Woycezch Bruszewski tente de mettre en pratique le texte de Valie Export, dans son film à influence structurelle YYAA. chaque bout de cri est associé à un éclairage de la pièce et de l’acteur. le montage permet d’accoler ses différents bouts, et donc de suturer la voix, formant alors un long cri sans respiration long de quelques minutes.
des cris moins solitaires cette fois-ci, avec Dolgi AAAAAAA de Davorin Marc, un film numérisé spécialement pour cette séance. le cinéaste a réalisé des dizaines de courts films en super 8 mm dans les années 1980, sortes de journaux filmés au montage court et précis. ici, deux amis, dont le cinéaste, s’échangent un micro et expérimentent de façon très enfantine avec le cadre et l’enregistrement basse qualité sur piste magnétique.
Le rire de Tony Tonerre, figure fantôme de l’underground parisien des années 2000, qui, à mesure que l’on se rend compte qu’il est forcé (son rire), provoque un malaise croissant.

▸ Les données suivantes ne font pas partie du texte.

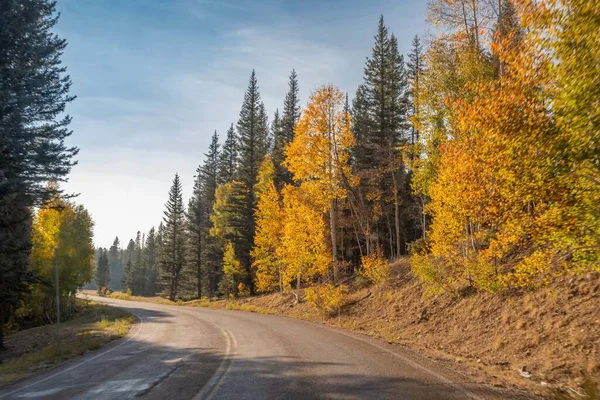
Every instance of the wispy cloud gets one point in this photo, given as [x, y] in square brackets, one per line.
[155, 79]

puis, Mademoiselle d’Émilie Jouvet, un court film basé sur un poème de et lu par Estelle Germain sur les violences physiques et verbales envers les femmes dans la rue. loin de n’être qu’une simple documentation, le film invente son propre souffle, autonome de celui de la poétesse-lectrice.

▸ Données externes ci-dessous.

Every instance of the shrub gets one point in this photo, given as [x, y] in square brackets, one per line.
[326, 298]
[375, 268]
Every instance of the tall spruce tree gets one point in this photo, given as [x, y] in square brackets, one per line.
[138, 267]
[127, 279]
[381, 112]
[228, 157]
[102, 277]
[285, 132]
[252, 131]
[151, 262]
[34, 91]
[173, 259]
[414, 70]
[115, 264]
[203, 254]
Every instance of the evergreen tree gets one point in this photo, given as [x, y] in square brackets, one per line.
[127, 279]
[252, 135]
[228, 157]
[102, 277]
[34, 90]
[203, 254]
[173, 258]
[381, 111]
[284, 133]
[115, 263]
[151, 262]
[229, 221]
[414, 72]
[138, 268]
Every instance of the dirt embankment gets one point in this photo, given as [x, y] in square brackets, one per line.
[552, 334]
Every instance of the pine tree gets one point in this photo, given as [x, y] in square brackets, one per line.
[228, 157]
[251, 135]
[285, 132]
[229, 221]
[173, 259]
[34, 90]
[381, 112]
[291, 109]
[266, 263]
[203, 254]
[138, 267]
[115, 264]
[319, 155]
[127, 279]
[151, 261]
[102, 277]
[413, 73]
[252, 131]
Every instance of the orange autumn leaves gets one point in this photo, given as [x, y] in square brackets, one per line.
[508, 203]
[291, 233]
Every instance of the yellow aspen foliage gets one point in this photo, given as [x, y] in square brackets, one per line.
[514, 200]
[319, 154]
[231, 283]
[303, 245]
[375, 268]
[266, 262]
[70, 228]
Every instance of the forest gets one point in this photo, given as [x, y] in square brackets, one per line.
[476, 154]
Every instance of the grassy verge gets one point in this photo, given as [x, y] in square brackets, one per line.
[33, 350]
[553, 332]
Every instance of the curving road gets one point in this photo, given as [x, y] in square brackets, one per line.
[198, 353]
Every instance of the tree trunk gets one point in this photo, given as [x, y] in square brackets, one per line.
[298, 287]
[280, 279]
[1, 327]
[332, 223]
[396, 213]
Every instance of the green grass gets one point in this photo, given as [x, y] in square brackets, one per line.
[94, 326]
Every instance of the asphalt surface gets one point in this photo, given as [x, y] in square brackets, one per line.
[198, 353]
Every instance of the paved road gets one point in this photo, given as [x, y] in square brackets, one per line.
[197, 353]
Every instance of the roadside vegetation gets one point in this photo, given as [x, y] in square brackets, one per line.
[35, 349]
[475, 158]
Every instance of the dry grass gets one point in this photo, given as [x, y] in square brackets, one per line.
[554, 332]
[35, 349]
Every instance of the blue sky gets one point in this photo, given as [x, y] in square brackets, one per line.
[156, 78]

enfin, Scream Queens d’Ariane Yadan s’inspire des castings mis en place pour recruter des «hurleuses» pour des films d’horreur. plusieurs candidates défilent, chacune habillée de façon différente, et performe son propre cri qui, comme chacun sait, est le reflet le plus profond des tripes.
à la fin de ce programme, nous aurons enfin le droit de nous exprimer. le film PROST, réalisé par Ernst Schmidt jr., un proche des actionnistes viennois, a été conçu pour être interactif. projeté en pellicule, il ne consiste qu’en une rayure blanche qui parcourt le film verticalement. par moments, celle-ci touche un bord ou l’autre de l’écran : c’est à ce moment-là que nous devrons crier, vers l’écran PROST !, l’équivalent d’à la vôtre en français, mais avec plus de labiales.